If you’re a true blue Singaporean, ‘homesickness’ would almost definitely involve some kind of nostalgic rambling about…you guessed it, food. Chats with my fellow Singaporeans 5 months into our stays sometimes go into emotional reminiscing about hawker food – bak chor mee, roti prata, hokkien mee being some of the common few we rave about.
The first time I was here in Japan I didn’t really miss Singaporean food that much, so I learnt to make a lot of Japanese food instead – oyakodon, chicken karaage, okonomiyaki, curry rice…basic Japanese home-cooked food. My concession to Singaporean food came in the form of instant Prima mixes and Knorr instant soups. This time round, however, probably because I don’t have the luxury of having someone send the mixes to me (and also because of the cold), I started to crave a lot of the spicy, flavourful hawker food we have at home.
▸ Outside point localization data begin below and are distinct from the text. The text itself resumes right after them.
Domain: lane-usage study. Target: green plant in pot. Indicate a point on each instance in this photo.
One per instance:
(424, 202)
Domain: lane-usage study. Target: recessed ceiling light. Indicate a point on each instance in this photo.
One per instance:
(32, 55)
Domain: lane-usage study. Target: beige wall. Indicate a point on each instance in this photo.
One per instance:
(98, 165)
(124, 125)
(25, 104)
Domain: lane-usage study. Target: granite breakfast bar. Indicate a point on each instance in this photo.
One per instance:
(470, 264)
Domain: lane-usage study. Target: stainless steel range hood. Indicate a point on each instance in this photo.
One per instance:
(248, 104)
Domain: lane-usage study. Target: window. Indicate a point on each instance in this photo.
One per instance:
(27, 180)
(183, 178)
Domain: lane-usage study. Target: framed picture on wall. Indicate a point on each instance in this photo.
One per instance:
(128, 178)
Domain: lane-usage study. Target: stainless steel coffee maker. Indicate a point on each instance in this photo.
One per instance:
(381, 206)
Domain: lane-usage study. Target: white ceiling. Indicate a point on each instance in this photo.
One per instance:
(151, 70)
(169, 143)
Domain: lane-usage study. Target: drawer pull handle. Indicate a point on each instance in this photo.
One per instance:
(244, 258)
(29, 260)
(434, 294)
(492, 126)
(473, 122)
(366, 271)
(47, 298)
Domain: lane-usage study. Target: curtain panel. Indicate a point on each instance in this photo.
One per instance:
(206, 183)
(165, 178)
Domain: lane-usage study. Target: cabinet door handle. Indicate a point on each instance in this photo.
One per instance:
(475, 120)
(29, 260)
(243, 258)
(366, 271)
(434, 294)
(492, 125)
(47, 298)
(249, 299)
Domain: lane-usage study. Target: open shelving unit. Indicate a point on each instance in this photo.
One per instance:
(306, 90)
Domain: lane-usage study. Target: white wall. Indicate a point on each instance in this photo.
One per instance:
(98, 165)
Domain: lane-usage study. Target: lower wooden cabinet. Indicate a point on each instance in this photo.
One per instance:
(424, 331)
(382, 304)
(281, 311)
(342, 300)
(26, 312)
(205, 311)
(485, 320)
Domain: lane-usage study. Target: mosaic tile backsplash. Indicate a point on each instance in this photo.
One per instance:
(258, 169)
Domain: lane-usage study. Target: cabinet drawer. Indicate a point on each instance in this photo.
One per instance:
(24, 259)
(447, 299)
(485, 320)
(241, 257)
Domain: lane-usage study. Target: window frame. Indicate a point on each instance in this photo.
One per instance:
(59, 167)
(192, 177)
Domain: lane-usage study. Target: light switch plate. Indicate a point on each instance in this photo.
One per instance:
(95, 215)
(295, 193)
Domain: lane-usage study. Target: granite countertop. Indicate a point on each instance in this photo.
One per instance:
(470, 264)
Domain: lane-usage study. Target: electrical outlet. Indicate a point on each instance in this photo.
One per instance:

With a larger kitchen and more spending money than my previous stay, I started my experimentation with online recipes.
I satisfied one craving today with or chien (oyster omelette) for lunch. Oysters are sometimes sold at a reasonable price at this time, and I got a pack of about 11 oysters for 258 yen at the local supermarket. I think I could have made it crispier by letting the batter sit a little longer before adding the egg, but it was still good and really reminded me of home.